Kamis, 27 Januari 2011

Kebebasan Milik Siapa?

Akhir-akhir ini mulai terdengar lagi gaung meminta kebebasan pers. Para insan pers merasa kebebasan mereka mulai terkekang. Ini dibuktikan dengan banyaknya kasus-kasus pemukulan wartawan yang terjadi di Indonesia. Walaupun beberapa kasus mendapat titik terang karena pelakunya diadili dan mendapat hukuman setimpal.

Agaknya para kuli tinta menyadari betapa penting sebuah kebebasan bagi mereka dalam menjalankan tugas dan fungsinya. Menurut Undang-undang Nomor 40 tahun 1999 tentang Pers, tugas dan fungsi per situ sangat kompleks mulai dari mencari, menemukan, meliput, memiliki, menyimpan, mengolah, serta menyebarkannya melalui media massa. Demikian kompleksnya perkerjaan pers itu, maka tak khayal kebebasan menjadi jalan satu-satunya agar pekerjaan itu tidak terganggu.

Pengalaman pahit masa lalu pers di Indonesia yang terkekang oleh rezim diktator menjadi pelajaran bagi awak pers. Tiga puluh dua tahun berada di bawah kontrol pemerintah membuat media gerah, dan meledak euforianya saat rezim orde baru runtuh bulan Mei 1998. Keran kebebasan mulai terbuka. Semua orang dapat mengemukakan pendapatnya secara terbuka tanpa rasa takut. Dalam Declaration of Human Right juga disebutkan bahwa kebebasan berekspresi dan menyatakan pendapat adalah salah satu hak asasi manusia. Sehingga ia harus dipenuhi. Kondisi euforia ini juga diikuti oleh kebebasan pers. Pers mulai berani secara terang-terangan mengritik pemerintah tanpa harus khawatir akan dibreidel.

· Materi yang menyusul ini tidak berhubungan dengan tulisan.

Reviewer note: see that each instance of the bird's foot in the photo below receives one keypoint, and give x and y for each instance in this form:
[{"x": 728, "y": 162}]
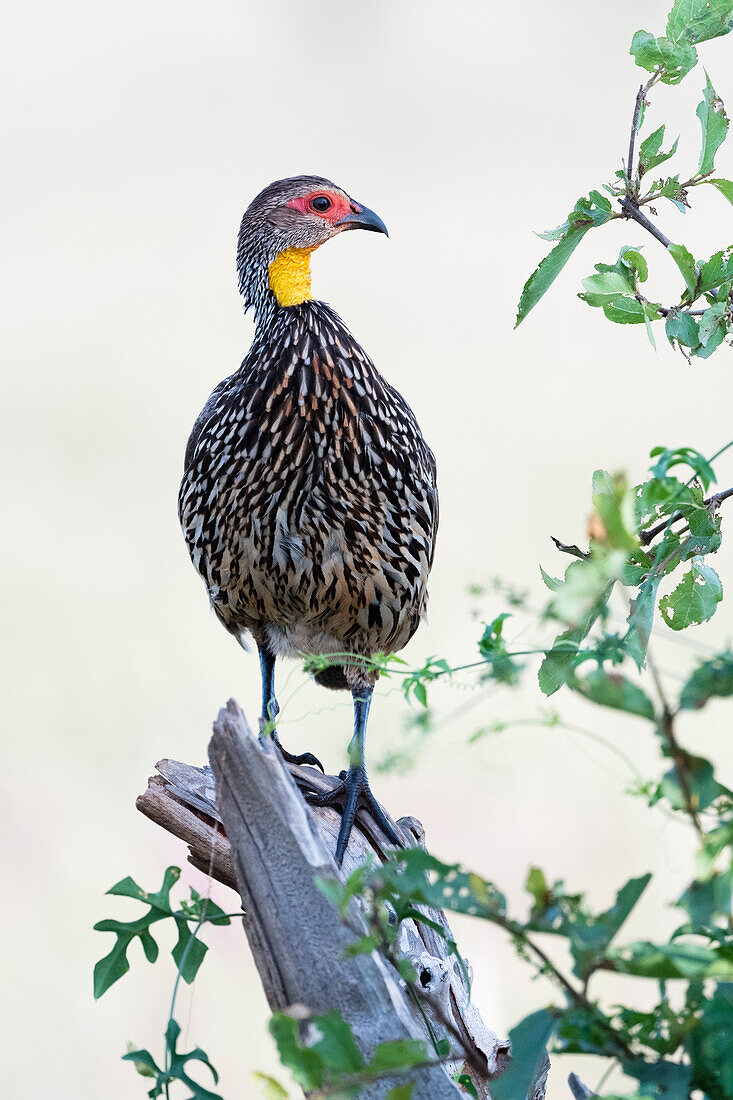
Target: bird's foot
[
  {"x": 352, "y": 794},
  {"x": 302, "y": 758}
]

Seiiring berjalannya waktu mulai muncul permasalahan pada kebebasan pers ini. Sebagian masyarakat mulai gerah juga terhadap berita pers yang dianggap “murahan”, konon lagi dengan berbagai berita-berita gosip yang tidak berbobot. Sama sekali tidak memiliki tingkat urgensi pada masyarakat. Namun, inilah yang diinginkan media. Mereka bebas memberitakan apa saja dengan dalih bahwa itu adalah permintaan pasar. Laiknya hukum permintaan dalam ekonomi, jika permintaan pasar ada maka media akan menyediakannya. Siapa yang salah? Silakan anda maknai dengan jawaban sendiri.

Sebenarnya semua berita yang dikeluarkan oleh media setiap harinya merupakan kehendak manajemen media itu sendiri. Pasar memang membutuhkan informasi, tapi informasi yang disediakan terlebih dahulu dipilih oleh si empunya media atau petinggi dalam media itu sendiri. Dalam Manufacturing Consent dikatakan bahwa pemilik media - siapapun dia - menjadi penentu dalam sebuah pemberitaan. Kita sering terjebak dalam teori jarum suntik atau teori agenda setting tanpa mau melihat ada apa dibalik media itu semua. Kita cenderung hanya melihat media dari apa yang ditampilkan kepada khalayak. Namun di balik itu semua ada hal yang sangat menentukan yaitu kekuasaan pemilik media.

Pemilik media berhak menentukan isu apa yang akan menjadi headline bagi medianya. Pemilik media juga berhak menentukan mana berita yang tak layak untuk diterbitkan atau ditunda untuk diterbitkan. Pemilik media mempunyai kekuatan yang luar biasa untuk bertindak sesuai dengan keinginannya. Pemilik media mempunyai kebebasan penuh dalam mengatur medianya. Apa yang menurut si “bos” benar, maka itu yang harus dilakukan oleh awak medianya. Kondisi ini tidak dapat dielakkan lagi. Memang sudah demikian adanya. Tidak salah jika para pakar dana pengamat media menganggap pemilik media adalah kaum kapitalis yang maunya hanya menang sendiri. Mereka “tidak mau” memikirkan apa efek dari sebuah pemberitaan. Yang paling penting bagi mereka adalah keuntungan yang besar dengan jumlah oplah atau rating yang meningkat.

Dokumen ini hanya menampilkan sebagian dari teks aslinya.